Jovem denuncia vereador por agressão em Maurilândia e relata medo mesmo após proteção da Justiça
Jovem de 21 anos relata violência sofrida em janeiro e diz viver com medo mesmo após medidas protetivas; caso reacende alerta sobre violência doméstica no Tocantins
A técnica de enfermagem Yorrana Dias de Sousa, de 21 anos, denunciou ter sido agredida pelo ex-namorado, o vereador de Maurilândia do Tocantins Ammon Eduardo Ribeiro Mota Souza (União), em janeiro deste ano, no dia do aniversário dele. Segundo o relato da jovem, a agressão ocorreu quando ela estava na casa do então companheiro.

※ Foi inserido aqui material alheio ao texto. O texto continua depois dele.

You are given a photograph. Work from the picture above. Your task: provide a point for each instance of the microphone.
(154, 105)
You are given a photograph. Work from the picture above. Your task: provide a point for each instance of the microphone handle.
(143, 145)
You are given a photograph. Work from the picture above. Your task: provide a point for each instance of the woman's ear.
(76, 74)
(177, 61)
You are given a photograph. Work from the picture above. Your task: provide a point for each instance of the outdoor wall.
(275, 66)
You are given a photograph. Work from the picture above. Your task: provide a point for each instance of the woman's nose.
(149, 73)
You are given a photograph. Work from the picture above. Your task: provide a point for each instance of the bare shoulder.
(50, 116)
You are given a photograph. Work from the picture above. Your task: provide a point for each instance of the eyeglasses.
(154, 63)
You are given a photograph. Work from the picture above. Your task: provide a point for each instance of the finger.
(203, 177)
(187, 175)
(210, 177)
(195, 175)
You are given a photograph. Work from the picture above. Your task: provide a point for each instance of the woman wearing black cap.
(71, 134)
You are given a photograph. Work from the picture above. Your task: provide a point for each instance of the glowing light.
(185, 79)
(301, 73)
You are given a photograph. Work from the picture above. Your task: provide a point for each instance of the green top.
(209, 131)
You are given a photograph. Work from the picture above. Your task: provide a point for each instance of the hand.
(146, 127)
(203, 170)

“Naquela hora a gente estava na casa dele. Fui lá comprar cerveja, não deu tempo nem eu descer do carro. Ele veio com a moto com o amigo dele, abriu a porta do carro e começou a me socar”, afirmou Yorrana.
Imagens divulgadas mostram a jovem com o rosto inchado e o lábio sangrando. Segundo ela, o episódio não teria sido isolado. Yorrana afirma que já havia sido agredida outras vezes durante o relacionamento. Uma troca de mensagens atribuída ao vereador também revela o teor da relação entre os dois. Em um dos trechos, ele escreve: “Eu ia te matar”.

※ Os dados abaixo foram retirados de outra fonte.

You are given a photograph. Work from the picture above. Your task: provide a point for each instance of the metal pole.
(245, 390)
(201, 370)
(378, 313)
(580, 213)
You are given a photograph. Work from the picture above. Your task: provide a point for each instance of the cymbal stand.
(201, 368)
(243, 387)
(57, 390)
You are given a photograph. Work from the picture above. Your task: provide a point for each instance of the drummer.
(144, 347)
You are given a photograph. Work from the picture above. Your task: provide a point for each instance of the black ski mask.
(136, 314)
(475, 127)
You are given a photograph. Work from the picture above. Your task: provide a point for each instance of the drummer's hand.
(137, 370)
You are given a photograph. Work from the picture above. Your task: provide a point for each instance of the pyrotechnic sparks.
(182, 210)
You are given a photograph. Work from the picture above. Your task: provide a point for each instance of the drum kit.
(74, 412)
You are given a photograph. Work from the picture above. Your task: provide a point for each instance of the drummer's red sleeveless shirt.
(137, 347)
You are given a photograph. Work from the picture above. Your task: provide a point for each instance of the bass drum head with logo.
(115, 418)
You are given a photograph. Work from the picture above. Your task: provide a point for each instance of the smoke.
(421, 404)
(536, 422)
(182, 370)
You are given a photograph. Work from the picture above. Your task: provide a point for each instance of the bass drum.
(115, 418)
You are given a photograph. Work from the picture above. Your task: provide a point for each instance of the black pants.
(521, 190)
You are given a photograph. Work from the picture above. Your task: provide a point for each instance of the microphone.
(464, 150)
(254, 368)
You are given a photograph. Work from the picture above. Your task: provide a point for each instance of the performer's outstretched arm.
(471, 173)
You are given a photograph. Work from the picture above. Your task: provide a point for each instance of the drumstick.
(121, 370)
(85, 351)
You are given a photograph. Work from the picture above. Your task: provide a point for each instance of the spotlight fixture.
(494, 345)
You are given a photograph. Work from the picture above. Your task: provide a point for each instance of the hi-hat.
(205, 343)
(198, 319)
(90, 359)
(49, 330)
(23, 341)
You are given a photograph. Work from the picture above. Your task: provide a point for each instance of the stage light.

Após procurar a polícia e assistência jurídica, Yorrana conseguiu medidas de proteção na Justiça. Mesmo assim, diz continuar com medo de represálias e afirma que sua rotina foi completamente alterada.
“Eu vejo que ele está seguindo a vida dele normalmente, enquanto eu estou tendo que me esconder. Eu que estou sendo presa nesse caso. Eu espero que a Justiça seja feita, com fé em Deus, que ele pague de alguma forma. Seja na Justiça, seja pela lei de Deus, de alguma forma ele pague por isso, que ele aprenda, que ele não faça isso com outras”, declarou.
Por meio de manifestação, o vereador informou que se apresentou às autoridades para prestar esclarecimentos e que está à disposição para colaborar com o que for necessário junto à Justiça. Disse ainda que, por orientação jurídica, não irá comentar o caso neste momento.
A Prefeitura de Maurilândia do Tocantins informou que prestou apoio à vítima por meio de profissionais das áreas de saúde e assistência social. Já a Câmara Municipal limitou-se a dizer que não irá se manifestar sobre o caso supostamente envolvendo o parlamentar.
O caso ocorre em um cenário de preocupação com a violência doméstica no Tocantins. De acordo com o Núcleo de Controle de Atividades Especiais da Secretaria da Segurança Pública, mais de 900 boletins de ocorrência foram registrados por descumprimento de decisão judicial de medida protetiva e de medidas protetivas de urgência. Somente em 2026, já foram contabilizados mais 159 casos.
Nos últimos dois anos, 23 mulheres foram vítimas de feminicídio no Estado. Para acelerar a tramitação de processos ligados à violência doméstica, o Judiciário realiza a Semana Justiça pela Paz em Casa, com previsão de cerca de 300 audiências, 220 despachos e dois júris, em Palmas e Gurupi.
Segundo a assessora jurídica do Tribunal de Justiça do Tocantins, Letícia Oliveira, a iniciativa busca dar resposta mais rápida às vítimas e fortalecer o rompimento do ciclo de violência.
“Mostrar para essa mulher que o Judiciário está ao lado dela, que nós estamos buscando entregar essa resposta ainda mais rápida para ela, que ela pode sim romper esse ciclo”, afirmou.
A realidade da violência doméstica também atinge mulheres de diferentes perfis e profissões. A sargento Mahianna Maciel, policial militar que atuou no combate à violência contra a mulher, relatou que também foi vítima dentro de casa. Segundo ela, a decisão de romper veio após um questionamento da própria filha.
“A minha filha perguntou assim: ‘A senhora aguenta isso é por causa da gente? A senhora quer criar a gente com o pai?’ Esse foi o meu primeiro estalo, foi o que comecei a pensar sobre”, contou.
Ela afirma que recebeu acolhimento da Polícia Militar e da rede de proteção do Tribunal de Justiça. Hoje, vive longe da situação de violência, mas ainda carrega as marcas do trauma. “Eu tive todo o acolhimento e o apoio. Então, isso é de extrema importância, porque nem mesmo a policial está ilesa de viver e passar por isso”, disse.
No caso de Maurilândia, a denúncia de Yorrana agora passa a ser acompanhada pelas autoridades competentes. Enquanto isso, a jovem segue sob proteção judicial.